# Clustering

## Exercises

Load the `seu_int` dataset you have created earlier today:

``````seu_int <- readRDS("seu_int_day2_part1.rds")
``````

The method implemented in Seurat first constructs a SNN graph based on the euclidean distance in PCA space, and refine the edge weights between any two cells based on the shared overlap in their local neighborhoods (Jaccard similarity). This step is performed using the `FindNeighbors()` function, and takes as input the previously defined dimensionality of the dataset.

Note

We use the integrated object (`seu_int`) and the assay `integrated`. Unsure? Check `DefaultAssay(seu_int)`, and set it by `DefaultAssay(seu_int) <- "integrated"`.

``````seu_int <- Seurat::FindNeighbors(seu_int, dims = 1:25)
``````

To cluster the cells, Seurat next implements modularity optimization techniques such as the Louvain algorithm (default) or SLM [SLM, Blondel et al., Journal of Statistical Mechanics], to iteratively group cells together, with the goal of optimizing the standard modularity function. The `FindClusters()` function implements this procedure, and contains a resolution parameter that sets the ‘granularity’ of the downstream clustering, with increased values leading to a greater number of clusters.

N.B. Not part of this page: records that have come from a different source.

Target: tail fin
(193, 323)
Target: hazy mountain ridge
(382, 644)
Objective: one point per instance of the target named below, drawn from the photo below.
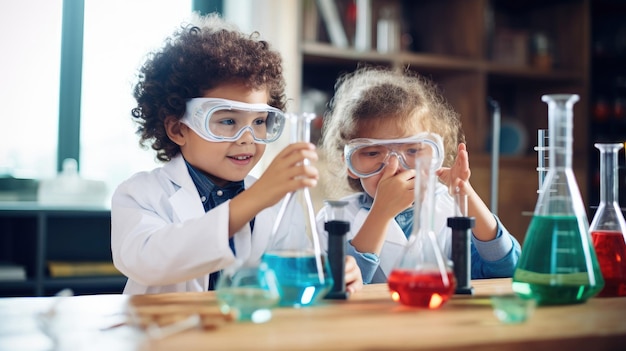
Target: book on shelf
(81, 268)
(10, 271)
(334, 25)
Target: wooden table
(369, 320)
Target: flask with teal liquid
(294, 252)
(558, 264)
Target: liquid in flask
(558, 264)
(423, 277)
(294, 252)
(608, 226)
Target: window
(118, 34)
(29, 87)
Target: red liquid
(611, 251)
(420, 289)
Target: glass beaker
(294, 252)
(608, 226)
(423, 276)
(247, 293)
(558, 264)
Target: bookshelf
(32, 236)
(512, 51)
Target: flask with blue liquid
(294, 253)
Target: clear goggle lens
(368, 157)
(221, 120)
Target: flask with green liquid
(558, 264)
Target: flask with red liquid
(423, 277)
(608, 226)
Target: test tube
(461, 226)
(337, 228)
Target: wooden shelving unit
(453, 43)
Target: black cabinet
(32, 236)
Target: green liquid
(558, 264)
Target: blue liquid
(298, 278)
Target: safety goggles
(367, 157)
(221, 120)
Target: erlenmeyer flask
(558, 264)
(294, 252)
(608, 226)
(247, 292)
(423, 276)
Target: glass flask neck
(560, 129)
(608, 172)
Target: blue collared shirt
(211, 196)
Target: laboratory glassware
(461, 227)
(558, 264)
(608, 227)
(423, 277)
(294, 251)
(337, 227)
(247, 292)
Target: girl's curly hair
(372, 96)
(200, 55)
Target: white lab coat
(162, 239)
(395, 239)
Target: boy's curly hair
(373, 96)
(200, 55)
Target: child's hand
(354, 280)
(458, 175)
(288, 173)
(395, 192)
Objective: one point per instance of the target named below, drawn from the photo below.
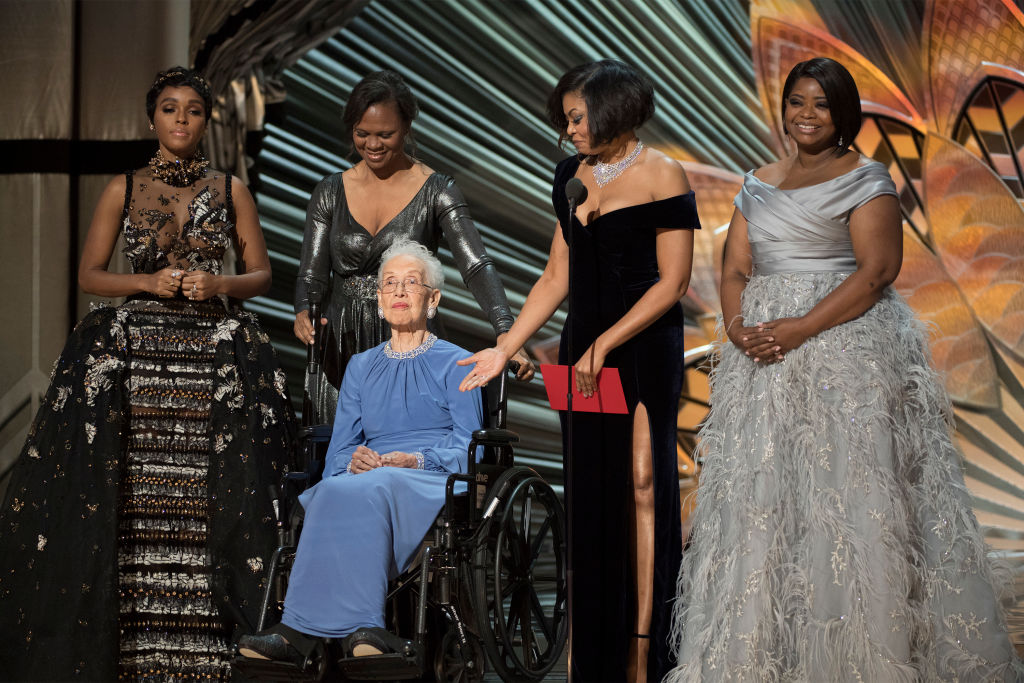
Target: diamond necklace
(605, 173)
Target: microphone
(314, 296)
(577, 194)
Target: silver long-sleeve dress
(834, 538)
(342, 257)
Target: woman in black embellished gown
(136, 523)
(354, 216)
(632, 248)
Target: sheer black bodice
(136, 524)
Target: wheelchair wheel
(519, 584)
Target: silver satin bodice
(807, 229)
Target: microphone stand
(567, 464)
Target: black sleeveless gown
(613, 263)
(136, 525)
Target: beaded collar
(178, 173)
(412, 353)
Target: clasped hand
(196, 285)
(768, 342)
(365, 459)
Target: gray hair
(433, 270)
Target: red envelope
(607, 398)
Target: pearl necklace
(412, 353)
(605, 173)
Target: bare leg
(642, 543)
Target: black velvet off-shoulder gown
(613, 263)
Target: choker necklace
(412, 353)
(178, 173)
(605, 173)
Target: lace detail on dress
(164, 227)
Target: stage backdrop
(942, 83)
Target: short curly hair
(179, 77)
(433, 270)
(619, 99)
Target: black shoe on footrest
(373, 640)
(269, 646)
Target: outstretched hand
(587, 368)
(488, 364)
(526, 367)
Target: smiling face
(401, 294)
(807, 116)
(574, 108)
(179, 121)
(379, 136)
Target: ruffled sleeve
(466, 409)
(347, 433)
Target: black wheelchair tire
(523, 646)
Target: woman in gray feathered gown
(833, 537)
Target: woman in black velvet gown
(632, 247)
(136, 523)
(354, 216)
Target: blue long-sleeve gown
(361, 529)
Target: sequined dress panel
(833, 538)
(185, 421)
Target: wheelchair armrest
(315, 432)
(495, 436)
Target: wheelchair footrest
(390, 667)
(267, 670)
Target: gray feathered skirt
(834, 538)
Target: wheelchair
(488, 590)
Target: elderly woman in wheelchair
(401, 427)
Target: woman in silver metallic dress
(136, 522)
(834, 538)
(354, 216)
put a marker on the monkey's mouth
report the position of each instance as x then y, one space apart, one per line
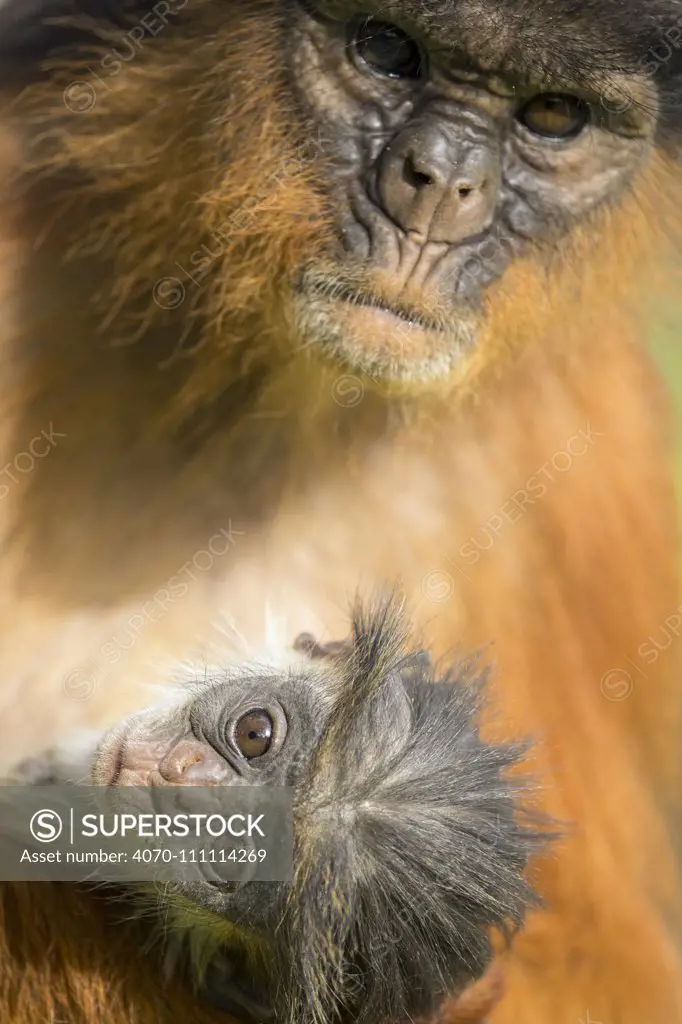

``````seu_int <- Seurat::FindClusters(seu_int, resolution = seq(0.1, 0.8, by=0.1))
``````

Cluster id of each cell is added to the metadata object, as a new column for each resolution tested:

``````head(seu_int@meta.data)
``````

To view how clusters sub-divide at increasing resolution:

``````library(clustree)
clustree::clustree(seu_int@meta.data[,grep("integrated_snn_res", colnames(seu_int@meta.data))],
prefix = "integrated_snn_res.")
``````

You can view the UMAP coloring each cell according to a cluster id like this:

``````Seurat::DimPlot(seu_int, group.by = "integrated_snn_res.0.1")
``````

Exercise: Visualise clustering based on a few more resolutions. Taking the clustering and the UMAP plots into account what do you consider as a good resolution to perform the clustering?

``````Seurat::DimPlot(seu_int, group.by = "integrated_snn_res.0.3")
Exercise: When do the number of neighbors need to be changed? How does changing the method of clustering in `FindClusters` affect the output? Which parameter should be changed?